Innovation Apple ne serait pas une société prônant l'amélioration progressive, mais plutôt la rupture par des cycles d'innovations franches. Cela nécessiterait une certaine capacité d'imagination, justement pour avoir un pas d'avance sur les besoins de la clientèle, sans jamais pour autant en être déconnecté. C'est là que l'expérience de Johnson a servi Apple : le lancement de Michael Graves, la marque de distributeur de Target, avait été fortement contesté, et a pourtant été un succès. À une époque où personne ne mettait de Mac sur les étals, mettre des boutiques Apple dans des centres commerciaux était un pari risqué, mais les Apple Store ont été un des éléments clefs dans la restauration de l'image d'Apple, et aujourd'hui de son succès.

Raison d'être Ce dernier point pousse la logique à l'extrême : Apple se place comme fournisseur d'outils au long du cheminement personnel de ses clients, et les aide à se réaliser. Ses produits ont donc une raison d'être, un petit plus indéfinissable — cela expliquerait sans doute l'attachement irrationnel qu'ont certains à défendre leur Mac ou leur iPhone.

La méthode Apple ?

De ce discours presque programmatique pourrait être extraites un certain nombre de questions s'appliquant à l'État, selon Ron Johnson : « est-ce que le secteur public a un leadership fort ? […] Est-ce que les employés du service des immatriculations partagent la même passion que les employés Apple ? Et si non, pourquoi ? […] Est-ce que le travail qu'ils font est quelque chose qu'ils aiment, ou juste un travail ? Est-ce que le secteur public produit de l'innovation ? […] Est qu'il a une raison d'être pour les citoyens ? ».

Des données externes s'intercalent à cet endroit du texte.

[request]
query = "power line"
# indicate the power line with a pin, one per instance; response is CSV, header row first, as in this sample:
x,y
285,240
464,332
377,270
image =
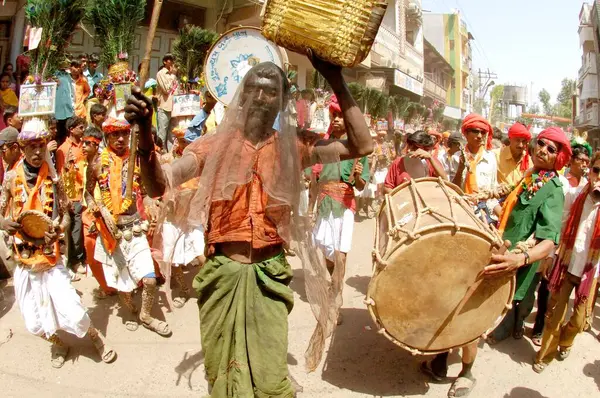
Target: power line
x,y
479,48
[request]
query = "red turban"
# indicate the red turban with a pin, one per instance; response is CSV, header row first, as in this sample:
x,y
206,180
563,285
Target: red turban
x,y
557,136
519,131
334,105
475,121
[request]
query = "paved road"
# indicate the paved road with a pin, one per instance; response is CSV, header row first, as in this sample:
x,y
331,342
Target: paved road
x,y
358,363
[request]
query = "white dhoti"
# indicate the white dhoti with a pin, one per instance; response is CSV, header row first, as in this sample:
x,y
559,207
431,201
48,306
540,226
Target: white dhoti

Ron Johnson n'a pas la prétention de connaître les réponses, ni même que la « méthode Apple » pourrait être appliquée aux administrations publiques. Il appelle « simplement » à un zeste de folie, une vision à long terme incarnée par un leadership fort — si l'on mettait sa vision en vis-à-vis de l'histoire américaine, on l'entendrait presque appeler à un nouveau New Deal et au retour d'une personnalité aussi forte que pouvait l'être celle de Franklin Delano Roosevelt.

Reste qu'il reconnaît qu'il a beau jeu d'exposer ces points, car ils sont presque taillés sur mesure pour Apple : « plusieurs points de la métaphore Apple sont mis en échec par une transposition directe au service public […] C'est le problème de Microsoft. Ils sont trop gros : le coût d'un échec serait trop grand, donc ils se limitent ». Éternelle start-up dans l'âme, Apple resterait sous-dimensionnée afin de ne pas prendre le risque de l'inertie inhérent à toutes les grandes sociétés.

Si l'on poussait la logique à l'extrême, on aurait l'impression que Ron Johnson, vice-président retail de la firme de Cupertino, a ici livré les clefs de la méthode Apple, doctrine sociale et économique au même rang que le fordisme. Reste à voir si l'Histoire retiendra Steve Jobs comme le Henry Ford de notre siècle.